Dr. Munch would not agree to come to Boston for the conference, but he did agree to give an interview. The Dutch government did the filming and covered Kor’s costs to do the interview.

Dr. Munch did not work with Dr. Mengele. He administered the gas chambers, ascertaining the victims were dead and signing their death certificates.

When Dr. Munch met Kor, he treated her with respect and made her feel comfortable.

After the interview, she searched for a way to thank Dr. Munch for his help, but didn’t know what to do. Ten months later, she decided that the best thing would be to send a letter of forgiveness. “I had the power to forgive to use as I please,” she said.
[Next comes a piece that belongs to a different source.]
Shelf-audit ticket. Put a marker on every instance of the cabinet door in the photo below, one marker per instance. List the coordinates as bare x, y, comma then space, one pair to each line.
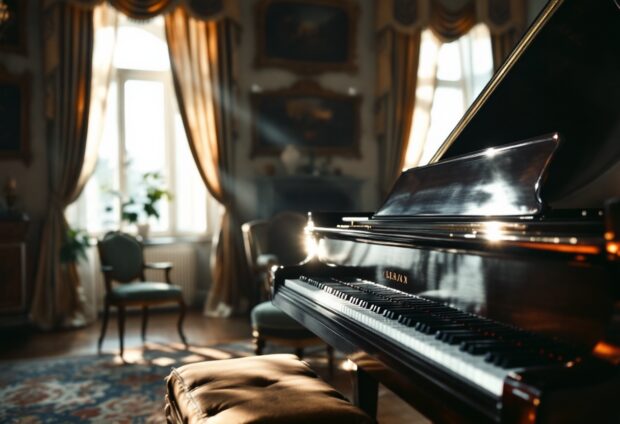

It took her four months to write the letter and work through her pain. Since English is not her native tongue and she wanted to be sure everything was right, she asked a friend to correct her work. Her friend asked her to take the next step – would she consider forgiving Dr. Mengele. Kor realized, “I had the power to forgive the ‘God of Auschwitz,’” and she made the decision to forgive everyone.

In 1995, together with her son, they signed documents forgiving her tormentors, and she found for the first time that she was free of Auschwitz and Dr. Mengele.

Forgiveness, she said is a modern medical miracle. It works with no side effects or regulations, and, she continued, if you don’t like how you feel when you experience the freedom, you can always take the pain back.

Kor established the CANDLES (Children of Auschwitz Nazi Deadly Lab Experiments Survivors) Holocaust Museum and Education Center in Terre Haute, and it opened in 1995.

Kor’s lecture was sponsored by Norton University, the Norton Healthcare Office of Research Administration and The Temple.